Spätestens Mitte Mai stehen die Zeichen auf Sommer: die Tage werden länger und die Temperaturen steigen oft schon am Tage über 20 Grad. Beste Voraussetzungen für Gartenliebhaber, Blumen, Gemüse und Kräuter zu pflanzen. Wettervorhersagen sollten jedoch genau beobachtet werden. Alte Bauernregeln warnen vor den Eisheiligen.

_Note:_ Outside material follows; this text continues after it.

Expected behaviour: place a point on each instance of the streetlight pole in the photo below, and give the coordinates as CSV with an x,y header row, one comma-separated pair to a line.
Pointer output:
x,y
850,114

Nachtfröste drohen noch Mitte Mai für Tomaten, Salatpflanzen und Geranien.

Stimmen die alten Bauernregeln?

Die Eisheiligen werden von den Namenstagen der Heiligen abgeleitet, die Ihre Gedenktage traditionell Mitte Mai haben:

  • Mamertus (Norddeutschland, 11.5.2017)
  • Pankratius (Süddeutschland, 12.5.2017)
  • Servatius, ( Süd/Norddeutschland, 13.5.2017)
  • Bonifatius (Süddeutschland 14.5.2017)
  • Kalte Sophie (Norddeutschland 15.5.2017)

Aber es gibt nicht nur die regionalen Unterschiede: In Nordeutschland gibt es fünf Eisheilige, während in Süddeutschland lediglich in drei Nächten im Mai noch kräftige Temperaturstürze zu erwarten sind.

Wetteraufzeichnungen haben jedoch auch ergeben, dass die im Volksglauben überlieferten Tage der Eisheiligen nicht korrekt sind. Bei langjährigen Wetterbeobachtungen stellte sich heraus, dass die nächtlichen Kaltfronten üblicherweise erst nach dem 23. Mai auftreten.

Der Grund hierfür liegt wahrscheinlich in der Kalenderreform des 16. Jahrhunderts, in der der gregorianische Kalender eingeführt wurde. Die Gedenktage der Heiligen wurden beibehalten, die Wetterphänomene traten seitdem jedoch „mit Verspätung“ auf.

Besser bis nach Pfingsten warten

An allen diesen Tagen kann es auch bei warmen Temperaturen tagsüber noch zu Nachtfrösten kommen. Gerade Jungpflanzen überleben diese Temperaturstürze nicht. Vorgezogene Gemüsepflanzen und Blumen sollten deshalb bis nach den Eisheiligen frostsicher aufbewahrt werden. Gewächshäuser mit Heizung oder entsprechend ausgerüstete Frühbeete bieten auch ausreichend Schutz. Das gleiche gilt für Kübelpflanzen wie Oleander oder Bougaunvilla. Sie sollten bis Ende Mai noch im Winterquartier bleiben.

In geschützten Lagen, etwa an einer warmen Hauswand, kann man empfindliche Pflanzen, die noch im Pfanztopf sind, auch mit Schutz Vliesen abdecken. Dann gilt es allerdings, den Wetterbericht genau zu beobachten. Bei Nachtfrösten können sie schnell nach drinnen umziehen.